刘东升咬牙切齿的冷冷看了他一眼,挥手道:“给我杀!死活不论!”
数十骑呼啸而来,转瞬便围住了马车,杨孟君环视一周,皱眉暗道:“清怡还在车里,不能让他们靠近。”
就在杨孟君准备率先攻伐之时,后方出现一黑衣人,同样手提长剑,黑巾覆面。
来人双目通红,充满仇恨之意,悄无声息的一剑从一个甲士后方穿胸而过。
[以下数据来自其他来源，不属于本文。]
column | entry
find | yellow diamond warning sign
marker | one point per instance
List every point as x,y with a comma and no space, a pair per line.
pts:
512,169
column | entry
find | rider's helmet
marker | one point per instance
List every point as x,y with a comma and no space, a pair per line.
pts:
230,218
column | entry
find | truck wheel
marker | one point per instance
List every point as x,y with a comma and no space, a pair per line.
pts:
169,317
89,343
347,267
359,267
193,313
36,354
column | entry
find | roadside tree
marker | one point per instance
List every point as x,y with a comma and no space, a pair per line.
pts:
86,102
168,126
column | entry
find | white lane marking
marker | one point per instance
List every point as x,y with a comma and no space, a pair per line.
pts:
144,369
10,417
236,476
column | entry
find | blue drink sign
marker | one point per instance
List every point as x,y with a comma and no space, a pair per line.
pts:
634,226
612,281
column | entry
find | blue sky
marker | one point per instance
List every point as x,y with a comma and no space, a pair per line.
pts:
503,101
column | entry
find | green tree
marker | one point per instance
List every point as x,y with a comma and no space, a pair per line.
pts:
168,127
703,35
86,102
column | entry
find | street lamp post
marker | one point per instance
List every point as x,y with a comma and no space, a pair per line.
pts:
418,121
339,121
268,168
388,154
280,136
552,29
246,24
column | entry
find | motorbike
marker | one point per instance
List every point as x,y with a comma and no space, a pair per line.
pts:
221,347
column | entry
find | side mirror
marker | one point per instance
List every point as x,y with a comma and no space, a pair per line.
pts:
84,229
继而身影横转,大开大合的杀将而来。
杨孟君眯眼望了眼黑衣人,嘀咕道:“这身影怎么
如此熟悉?”
不容多想,少年也从马车周遭大开杀戒。
这数十个私兵并不像边疆那些百战老卒一般凶悍骁勇,被两人从里到外一阵冲杀,只余下寥寥数人。
这时,后来的黑衣人才看清楚了杨孟君面貌,目光大惊。
刘东升瘫坐在地上,再无之前的意气风发。
杨孟君再次皱眉盯着黑衣人看了看,拱手道:“想必兄台便是手刃刘府公子的好汉吧?这刘家大公子...你杀还是我杀?”
黑衣人朗声一笑,一把取下染血的面巾,“孟君,咱哥俩客气什么?这什么公子的,我来就好,本就是我的事。”
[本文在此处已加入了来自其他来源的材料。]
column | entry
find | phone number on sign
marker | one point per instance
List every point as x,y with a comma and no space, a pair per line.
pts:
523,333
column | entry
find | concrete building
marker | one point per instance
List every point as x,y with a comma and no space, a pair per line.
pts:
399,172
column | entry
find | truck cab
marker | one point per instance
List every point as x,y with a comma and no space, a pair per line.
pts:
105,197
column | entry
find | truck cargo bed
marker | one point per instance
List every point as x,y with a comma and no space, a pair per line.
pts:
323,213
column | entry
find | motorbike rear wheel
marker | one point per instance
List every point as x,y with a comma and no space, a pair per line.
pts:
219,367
杨孟君目瞪口呆的看着来人,随即笑道:“原来是韩大哥,我说呢。”
来人正是兵部尚书韩边关!
韩边关继而脱下夜行黑衣,随意的一剑了结刘府大公子的性命道:“你怎么会在此地?这刘府...”
杨孟君不似韩边关这般全身鲜血,除了长剑之外全身上下一尘不染。
“说来话长啊...咱们边走边谈?”
“也好。”
杨孟君这才了解到,原来韩边关这些年来一只昼伏夜出为临安城周遭子民除害,白天的时候披上二品官服在金銮殿是连三省主官都敢恶辞相向的兵部尚书,夜幕穿上黑衣,行走于人世间惩奸除恶。
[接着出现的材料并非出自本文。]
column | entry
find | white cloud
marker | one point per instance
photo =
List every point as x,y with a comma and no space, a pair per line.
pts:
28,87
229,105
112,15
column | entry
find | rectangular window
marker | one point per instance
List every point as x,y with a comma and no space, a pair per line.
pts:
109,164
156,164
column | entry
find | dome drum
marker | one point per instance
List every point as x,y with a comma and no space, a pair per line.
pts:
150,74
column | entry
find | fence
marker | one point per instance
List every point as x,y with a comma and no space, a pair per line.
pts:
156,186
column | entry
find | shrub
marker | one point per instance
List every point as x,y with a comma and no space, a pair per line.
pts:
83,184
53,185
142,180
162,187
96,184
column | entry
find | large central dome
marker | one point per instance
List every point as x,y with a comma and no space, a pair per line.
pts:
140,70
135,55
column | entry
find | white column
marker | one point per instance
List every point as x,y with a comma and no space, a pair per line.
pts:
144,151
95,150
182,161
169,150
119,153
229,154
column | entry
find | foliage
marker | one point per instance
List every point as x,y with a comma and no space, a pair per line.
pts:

近日来,韩边关听闻法华寺周遭有如此惨案,再一次持剑而来,待了解到情况以后才发现,原来那已经死了的韩老头却是他祖父?而被逼婚的韩家姑娘正是他亲妹妹!当年韩边关负笈游学,离乡奔波,却不料远在北方的家人惨遭大唐山河破碎之浩劫。全家老小也只剩下这两个可怜人,韩边关这些年来也没有得到任何消息。
不料这次行侠仗义之时...
唉,世事无常,人心岂能揣度。
杨孟君听后久久无言,韩边关神色痛苦道:“如果
我能早些发现...爷爷或许也就不用死了。”
杨孟君拍了拍这位大哥般的汉子,安慰道:“最少妹妹还活着,已经是不幸中的大幸了。”
韩边关重重点头,“为了她我也得好好活着,我韩边关再也不是以前那个孑然一身了无牵挂的韩边关。”
杨孟君嗯了一声,道:“她现在在哪里?”
“昨晚我连夜救她出来了,就安顿在法华寺,想着今日灭了刘府满门再带她回临安的,不想却遇上了你们。”
洛清怡一直在旁静听,这才开口道:“这里的事情迟早会被发,韩大哥又是兵部尚书,光天化日之下屠戳数十平民,被传出去了也是麻烦事,王太师和徐太尉不会放过这个能剔除你的机会。”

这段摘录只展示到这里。